Last week I heard from one of my clients who was offered a new job. When she got the offer, the hiring manager told her that when they saw her resume, they just *had* to find out who the person was behind this unusually crafted document! Interestingly, she had gotten less positive feedback from some other people. Yet she stuck with her slightly unconventional resume and it led her to a great job.
A Sea of Opinions
Perhaps what drives job seekers crazy more than anything else is that if they ask 7 people to review their resume, they will get 7 different opinions about what is working and not working about the document. This state of affairs is challenging for me as a resume writer too: no matter how great I think a resume is, there will always be someone who disagrees with at least something about it.
In an attempt to set the record straight, and to debunk the rumors and folklore that abound in conversation about resume writing, Career Directors International recently conducted a survey of recruiters, human resource professionals and hiring authorities: Global Hiring Trends 2012
I encourage you to read the entire report if you can. It is a quick read, full of illustrative graphs and charts. To give you an idea of what’s in there, I am highlighting some of the most salient results here.
The Truth about Page Limits!
A question that comes up extremely frequently with job seekers is whether their resume can be more than one page—or more than two pages. During my Top 10 Ways to Make Resume Writing FUN webinar on July 12, someone asked whether his resume could be automatically rejected by a company simply for breaking the 2-page barrier. I am happy to report that these fears are for the most part unfounded.
In the survey, 37% of respondents stated that “length is not an issue as long as the resume provides the right data to make decisions”—and 8% actually preferred a 3-page resume, vs. 6% who preferred a 1-pager! (Only 34% preferred a 2-page resume.) Perhaps most important, 58% of respondents stated that they would NOT penalize an executive candidate for having a resume that did not meet their preferences (only 5% stated they would do so).
Here’s a surprise to me: Several respondents stated that 5 pages was the maximum length they would read! Did you hear that, ladies and gentlemen? A 5-page resume! I think this reality check is a good one for any executives attempting to squeeze their resume onto 2 pages. Clearly it is more important to include essential information such as achievements and experiences than to meet some mythical page requirement. A hard-hitting resume with a compelling message about what the executive will do for a company will almost always be read, regardless of length.
When it comes to non-executive resumes, there is a higher preference for 2-page resumes, at 37%, and a lower percentage of respondents who didn’t have a preference (21%). One-page resumes were preferred by 21% of respondents for non-executive resumes, and only 6% preferred a 3-page resume. I’m putting my money on the 2-page resume for non-execs!
Conclusion on the page length issue: It’s not size that matters—it’s content! A hefty 54% of respondents said the length would not really matter if the resume were well-written and highly focused. As one respondent stated, “As long as the person has a reason for several pages and I can find value in what is written, I don’t care. However, if the résumé is filled with nothing but job duties on 80 separate lines, it is a waste of space and my time.” (The same could be said of a 1-page resume that doesn’t deliver the goods.)
Resume Format and Design
Format and design questions rank high on jobseekers’ question lists. The question that most interested me was about graphs and charts on resumes. Surprisingly, 33% of respondents still have not received a resume with a chart or a graph. 24% of those who had seen charts and graphs found them helpful or very helpful, while 22% found them distracting. These results are rather inconclusive but indicate to me that if you work in a conservative industry it might be best to stick to the tried and true bullet format; in more innovative industries I think charts and graphs can be a great fresh approach. Also for someone climbing the ladder within the same company, charts and graphs might be very effective.
I was also intrigued by the response to rumors that some recruiters and hiring managers never click live links because of the possibility of viruses. The results of this survey tell a different story. Although 17% of respondents never click on links, 62% of reported that they sometimes or always click on hyperlinks when provided.

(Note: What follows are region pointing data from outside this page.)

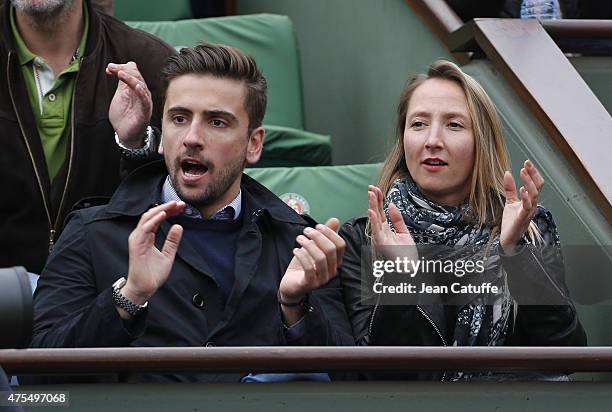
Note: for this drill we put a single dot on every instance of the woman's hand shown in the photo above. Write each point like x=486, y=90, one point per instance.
x=520, y=207
x=382, y=235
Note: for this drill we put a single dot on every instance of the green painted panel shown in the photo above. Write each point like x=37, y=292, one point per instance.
x=339, y=396
x=356, y=56
x=152, y=10
x=269, y=39
x=597, y=73
x=323, y=191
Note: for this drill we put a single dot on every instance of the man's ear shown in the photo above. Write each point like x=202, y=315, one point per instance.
x=160, y=148
x=255, y=145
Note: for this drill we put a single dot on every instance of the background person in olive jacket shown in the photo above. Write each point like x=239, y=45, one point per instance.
x=212, y=258
x=447, y=182
x=58, y=145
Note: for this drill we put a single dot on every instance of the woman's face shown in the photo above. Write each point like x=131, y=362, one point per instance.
x=439, y=142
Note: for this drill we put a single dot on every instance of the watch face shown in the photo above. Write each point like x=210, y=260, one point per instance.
x=119, y=283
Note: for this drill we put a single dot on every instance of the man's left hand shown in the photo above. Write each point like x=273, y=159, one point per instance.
x=312, y=266
x=131, y=108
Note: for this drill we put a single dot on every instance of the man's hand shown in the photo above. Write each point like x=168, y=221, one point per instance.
x=131, y=108
x=520, y=207
x=312, y=266
x=150, y=267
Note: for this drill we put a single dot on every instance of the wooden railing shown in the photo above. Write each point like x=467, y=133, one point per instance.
x=305, y=359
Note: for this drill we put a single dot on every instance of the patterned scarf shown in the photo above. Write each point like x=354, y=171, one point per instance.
x=476, y=324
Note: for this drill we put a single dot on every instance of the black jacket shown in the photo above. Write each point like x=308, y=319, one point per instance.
x=33, y=209
x=425, y=325
x=73, y=304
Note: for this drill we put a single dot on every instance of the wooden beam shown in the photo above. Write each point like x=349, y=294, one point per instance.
x=551, y=88
x=304, y=359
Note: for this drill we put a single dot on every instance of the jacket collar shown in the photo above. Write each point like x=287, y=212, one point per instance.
x=141, y=190
x=92, y=37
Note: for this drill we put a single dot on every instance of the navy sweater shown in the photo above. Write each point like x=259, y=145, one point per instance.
x=216, y=241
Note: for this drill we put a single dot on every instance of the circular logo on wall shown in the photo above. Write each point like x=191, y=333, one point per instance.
x=296, y=202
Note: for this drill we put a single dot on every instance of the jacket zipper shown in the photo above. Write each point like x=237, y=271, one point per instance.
x=52, y=226
x=38, y=179
x=425, y=315
x=59, y=210
x=432, y=323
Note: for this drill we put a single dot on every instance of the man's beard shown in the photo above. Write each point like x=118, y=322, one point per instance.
x=44, y=13
x=214, y=190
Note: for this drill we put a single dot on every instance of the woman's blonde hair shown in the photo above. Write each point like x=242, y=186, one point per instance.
x=487, y=196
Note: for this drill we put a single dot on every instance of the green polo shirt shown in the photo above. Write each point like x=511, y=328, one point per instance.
x=52, y=108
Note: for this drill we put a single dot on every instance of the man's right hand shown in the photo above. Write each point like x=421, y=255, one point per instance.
x=149, y=267
x=131, y=108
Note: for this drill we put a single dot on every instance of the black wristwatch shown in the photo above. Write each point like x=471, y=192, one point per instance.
x=124, y=303
x=140, y=153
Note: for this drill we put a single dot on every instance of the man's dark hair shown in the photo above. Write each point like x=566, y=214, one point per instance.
x=222, y=61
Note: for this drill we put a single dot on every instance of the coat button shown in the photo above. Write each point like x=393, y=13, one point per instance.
x=198, y=301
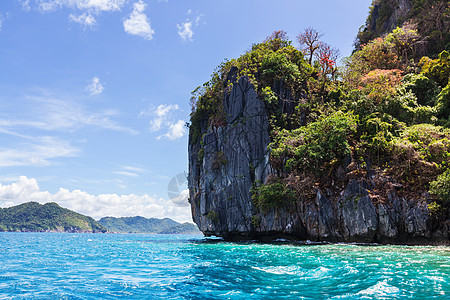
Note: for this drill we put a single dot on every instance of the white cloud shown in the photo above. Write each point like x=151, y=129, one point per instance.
x=97, y=206
x=160, y=114
x=162, y=119
x=185, y=31
x=138, y=23
x=91, y=5
x=95, y=87
x=86, y=10
x=85, y=19
x=25, y=5
x=40, y=151
x=134, y=169
x=48, y=112
x=126, y=173
x=176, y=130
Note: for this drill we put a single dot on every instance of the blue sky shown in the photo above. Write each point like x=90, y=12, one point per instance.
x=94, y=94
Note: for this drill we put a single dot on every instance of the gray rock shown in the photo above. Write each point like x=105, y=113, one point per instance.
x=221, y=190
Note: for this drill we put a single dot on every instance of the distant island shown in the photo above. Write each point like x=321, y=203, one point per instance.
x=284, y=143
x=144, y=225
x=50, y=217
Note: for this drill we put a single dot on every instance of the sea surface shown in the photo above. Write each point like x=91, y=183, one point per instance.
x=134, y=266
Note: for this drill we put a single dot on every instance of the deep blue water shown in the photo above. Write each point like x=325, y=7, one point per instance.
x=110, y=266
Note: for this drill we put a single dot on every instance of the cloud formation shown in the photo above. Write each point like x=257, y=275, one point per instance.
x=97, y=206
x=162, y=120
x=86, y=10
x=95, y=6
x=185, y=29
x=138, y=23
x=95, y=87
x=49, y=112
x=40, y=151
x=176, y=130
x=85, y=19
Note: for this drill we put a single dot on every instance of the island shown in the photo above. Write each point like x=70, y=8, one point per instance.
x=49, y=217
x=147, y=225
x=283, y=143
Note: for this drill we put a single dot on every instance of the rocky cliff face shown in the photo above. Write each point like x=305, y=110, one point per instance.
x=230, y=159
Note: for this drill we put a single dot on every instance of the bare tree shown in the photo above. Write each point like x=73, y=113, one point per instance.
x=309, y=41
x=277, y=35
x=327, y=58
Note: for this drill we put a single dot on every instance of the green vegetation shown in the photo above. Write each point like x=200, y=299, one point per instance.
x=386, y=112
x=34, y=217
x=431, y=17
x=144, y=225
x=273, y=194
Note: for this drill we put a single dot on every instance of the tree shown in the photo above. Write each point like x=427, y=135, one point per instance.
x=327, y=58
x=309, y=41
x=278, y=39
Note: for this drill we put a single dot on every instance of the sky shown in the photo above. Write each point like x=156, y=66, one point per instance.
x=94, y=94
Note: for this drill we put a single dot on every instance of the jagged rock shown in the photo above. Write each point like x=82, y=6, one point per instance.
x=221, y=189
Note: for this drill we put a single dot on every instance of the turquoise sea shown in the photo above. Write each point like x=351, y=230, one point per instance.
x=110, y=266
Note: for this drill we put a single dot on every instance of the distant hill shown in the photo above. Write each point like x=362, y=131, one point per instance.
x=144, y=225
x=50, y=217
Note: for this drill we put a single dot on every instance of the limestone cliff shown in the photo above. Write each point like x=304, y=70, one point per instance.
x=230, y=159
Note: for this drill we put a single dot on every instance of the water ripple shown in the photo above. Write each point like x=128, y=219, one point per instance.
x=103, y=266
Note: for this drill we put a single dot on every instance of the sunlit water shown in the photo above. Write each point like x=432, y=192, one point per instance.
x=109, y=266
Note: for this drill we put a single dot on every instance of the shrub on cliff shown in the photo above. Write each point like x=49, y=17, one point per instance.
x=315, y=148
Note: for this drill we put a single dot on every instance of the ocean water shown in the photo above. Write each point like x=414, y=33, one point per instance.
x=111, y=266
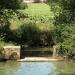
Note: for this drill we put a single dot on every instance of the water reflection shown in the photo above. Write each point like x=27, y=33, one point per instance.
x=37, y=68
x=65, y=67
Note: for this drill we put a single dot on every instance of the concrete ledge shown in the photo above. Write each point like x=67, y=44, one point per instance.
x=10, y=52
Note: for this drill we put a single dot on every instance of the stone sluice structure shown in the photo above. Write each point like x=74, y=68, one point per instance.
x=9, y=52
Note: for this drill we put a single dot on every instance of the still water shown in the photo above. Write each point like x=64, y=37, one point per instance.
x=37, y=68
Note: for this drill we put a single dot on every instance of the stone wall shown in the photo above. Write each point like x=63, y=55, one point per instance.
x=10, y=52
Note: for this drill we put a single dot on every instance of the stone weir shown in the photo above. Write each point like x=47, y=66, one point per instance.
x=9, y=52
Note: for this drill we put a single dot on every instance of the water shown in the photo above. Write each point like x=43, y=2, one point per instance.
x=37, y=68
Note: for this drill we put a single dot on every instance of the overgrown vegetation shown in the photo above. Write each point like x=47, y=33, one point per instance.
x=39, y=24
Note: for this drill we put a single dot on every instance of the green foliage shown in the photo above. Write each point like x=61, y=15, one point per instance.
x=64, y=22
x=33, y=34
x=10, y=4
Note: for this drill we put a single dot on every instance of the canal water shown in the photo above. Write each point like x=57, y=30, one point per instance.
x=37, y=68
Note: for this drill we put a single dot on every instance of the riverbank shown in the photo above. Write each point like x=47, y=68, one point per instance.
x=39, y=59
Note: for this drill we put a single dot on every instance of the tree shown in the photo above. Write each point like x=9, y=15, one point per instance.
x=8, y=8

Regarding format, the survey found that Word (.doc or .docx) is the preferred format for receiving resumes by far, although 23% preferred PDFs.
Tooting Your Horn
I have begun to include testimonials on almost every resume. Should you put them on yours? Although 41% of respondents said testimonials would not influence their decision positively, 29% stated they would. To me that’s enough support to continue my practice of including testimonials when space allows. I’d rather have someone else sing my clients’ praises than have the clients toot their own horns. You might want to find a quotable quote for your own resume as well.

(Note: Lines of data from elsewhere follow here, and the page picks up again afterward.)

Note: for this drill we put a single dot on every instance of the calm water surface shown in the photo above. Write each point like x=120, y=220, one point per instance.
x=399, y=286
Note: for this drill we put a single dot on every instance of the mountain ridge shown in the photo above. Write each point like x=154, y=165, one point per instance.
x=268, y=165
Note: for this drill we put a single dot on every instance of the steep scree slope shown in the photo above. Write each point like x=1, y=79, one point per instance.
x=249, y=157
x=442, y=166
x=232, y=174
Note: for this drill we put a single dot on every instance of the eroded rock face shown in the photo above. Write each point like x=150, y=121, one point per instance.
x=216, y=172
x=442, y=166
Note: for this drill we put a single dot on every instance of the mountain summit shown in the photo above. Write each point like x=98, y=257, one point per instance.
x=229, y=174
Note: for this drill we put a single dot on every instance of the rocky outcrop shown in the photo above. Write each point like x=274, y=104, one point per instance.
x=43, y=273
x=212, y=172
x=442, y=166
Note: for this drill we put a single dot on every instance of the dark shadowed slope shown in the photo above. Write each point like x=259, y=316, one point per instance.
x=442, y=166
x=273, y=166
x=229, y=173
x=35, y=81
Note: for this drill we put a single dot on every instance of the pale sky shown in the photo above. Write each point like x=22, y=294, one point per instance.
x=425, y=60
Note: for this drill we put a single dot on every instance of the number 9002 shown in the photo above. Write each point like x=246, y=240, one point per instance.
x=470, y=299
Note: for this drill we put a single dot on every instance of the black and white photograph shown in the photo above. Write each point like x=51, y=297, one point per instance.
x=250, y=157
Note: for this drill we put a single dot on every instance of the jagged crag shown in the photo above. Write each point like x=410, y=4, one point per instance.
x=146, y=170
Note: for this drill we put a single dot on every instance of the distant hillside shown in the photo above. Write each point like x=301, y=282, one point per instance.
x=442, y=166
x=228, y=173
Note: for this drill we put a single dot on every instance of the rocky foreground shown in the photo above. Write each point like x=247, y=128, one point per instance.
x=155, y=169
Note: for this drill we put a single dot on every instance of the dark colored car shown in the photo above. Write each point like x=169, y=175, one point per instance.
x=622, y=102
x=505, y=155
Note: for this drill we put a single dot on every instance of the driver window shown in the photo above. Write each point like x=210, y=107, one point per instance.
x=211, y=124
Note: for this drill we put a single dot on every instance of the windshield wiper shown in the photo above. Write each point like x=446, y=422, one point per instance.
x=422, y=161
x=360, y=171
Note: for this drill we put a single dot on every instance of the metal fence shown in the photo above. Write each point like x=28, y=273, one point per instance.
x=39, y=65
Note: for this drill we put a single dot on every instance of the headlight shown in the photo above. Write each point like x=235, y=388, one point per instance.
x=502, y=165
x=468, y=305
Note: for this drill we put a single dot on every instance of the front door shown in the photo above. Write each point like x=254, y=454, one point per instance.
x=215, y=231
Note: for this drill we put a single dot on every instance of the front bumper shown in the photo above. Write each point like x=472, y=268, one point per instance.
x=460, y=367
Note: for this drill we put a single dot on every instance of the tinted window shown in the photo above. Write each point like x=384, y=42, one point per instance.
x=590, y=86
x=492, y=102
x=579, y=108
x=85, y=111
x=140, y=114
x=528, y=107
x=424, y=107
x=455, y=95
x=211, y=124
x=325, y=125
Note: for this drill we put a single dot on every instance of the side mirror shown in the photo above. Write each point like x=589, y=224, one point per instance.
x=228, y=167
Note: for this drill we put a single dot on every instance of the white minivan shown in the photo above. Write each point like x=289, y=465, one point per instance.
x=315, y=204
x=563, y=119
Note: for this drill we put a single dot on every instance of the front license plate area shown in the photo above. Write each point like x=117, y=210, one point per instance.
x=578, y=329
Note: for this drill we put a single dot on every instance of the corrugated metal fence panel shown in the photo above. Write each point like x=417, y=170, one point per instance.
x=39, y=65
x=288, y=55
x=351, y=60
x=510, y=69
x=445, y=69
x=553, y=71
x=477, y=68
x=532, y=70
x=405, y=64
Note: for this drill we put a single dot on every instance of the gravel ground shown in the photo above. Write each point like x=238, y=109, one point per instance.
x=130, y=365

What this survey brought home for me is that there are no hard and fast rules of resume writing. However, if you focus on communicating your skills and accomplishments honestly and professionally, in a way that matches who you are, I figure you can’t go wrong. Sure, as my client found out, there are multiple opinions out there and there is no way you will please everyone. But in the end, you only need to impress one person: the one who hires you.